Only it doesn't always. And it doesn't so often that I find myself hoping I can somehow absorb the worries of my friends' hearts. Like that will raise the chances of a happy outcome.

Because I never want anyone to feel that kind of loss.

Do you even know how quickly an entire life can be imagined? From the realization that a pregnancy test is in order to the confirmation of life, plans are already hatching. Dreams are already forming. A future life is already being lived.

How many times have I sat in front of a monitor in a dark room and seen the still shadows on the screen?

Saw the words, "NO FETAL HEART TONE"? And why do those words have to be in all caps?

I have to say, the best part of getting my tubes tied two years ago is never having to worry that much through another pregnancy.

Okay, yes, until someone is carrying my grandchild. And then, hopefully, I will do what I do now. Cheer and celebrate and hope for the best while silently sending out little pleas that this one will make it.

Last week I was going through an old magazine that we have laying around. There's a note in the back from the editor.

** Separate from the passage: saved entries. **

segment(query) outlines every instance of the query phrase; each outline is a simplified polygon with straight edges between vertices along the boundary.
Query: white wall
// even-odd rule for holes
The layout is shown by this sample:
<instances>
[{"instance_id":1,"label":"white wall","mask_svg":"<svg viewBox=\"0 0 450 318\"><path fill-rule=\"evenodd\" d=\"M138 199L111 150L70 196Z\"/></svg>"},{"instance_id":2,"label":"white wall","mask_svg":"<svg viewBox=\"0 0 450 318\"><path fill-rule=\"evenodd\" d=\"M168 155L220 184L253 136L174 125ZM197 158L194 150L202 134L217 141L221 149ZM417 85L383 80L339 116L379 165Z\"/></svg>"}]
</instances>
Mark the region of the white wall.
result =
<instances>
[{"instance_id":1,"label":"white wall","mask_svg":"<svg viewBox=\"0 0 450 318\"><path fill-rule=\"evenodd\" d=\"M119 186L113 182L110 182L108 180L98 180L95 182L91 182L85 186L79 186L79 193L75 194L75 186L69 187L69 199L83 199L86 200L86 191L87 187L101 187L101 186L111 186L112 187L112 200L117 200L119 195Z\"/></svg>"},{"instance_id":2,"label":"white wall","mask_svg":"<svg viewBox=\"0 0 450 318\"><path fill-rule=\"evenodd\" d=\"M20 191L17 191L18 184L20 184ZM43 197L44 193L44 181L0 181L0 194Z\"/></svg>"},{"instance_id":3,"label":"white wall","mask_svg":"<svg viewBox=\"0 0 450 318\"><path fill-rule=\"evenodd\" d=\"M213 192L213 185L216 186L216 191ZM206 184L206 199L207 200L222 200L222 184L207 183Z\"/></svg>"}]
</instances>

To the infant son he lost 36 years before.

It was one of those pieces that slammed into my head as much as my heart.

It never goes away.

I am not a freak because I look at young adults around me and think I could be their mother. I mean, not theirs, but the mother of a friend that they never got to make. A brood of young men and/or women could be filling my life, along with the son and daughters I know.

Where did they go?

And at the other end of this babyloss-marked life, I have to say that I'm grateful to the little being that never was, who gave way to Fynnie. We could not have had that baby and Fynnie since they were created less than two months apart. I cannot imagine choosing anyone else.

October is a somber time for many people. It's National Pregnancy and Infant Loss Awareness Month. Did you know that? Did you know that people all over the country will be lighting a candle at 7:00 P.M. on October 15 in remembrance of the little lives lost? It's to create a wave of light.

That saying about time healing all wounds? I suppose it does. To some degree. Define healed, right?

I am heartbroken for my friend and a little sad for me. I hope she feels the light on October 15 like a blanket. Between now and the peaceful sadness and wonder I think she'll eventually come to find, I hope there is a rainbow in her arms.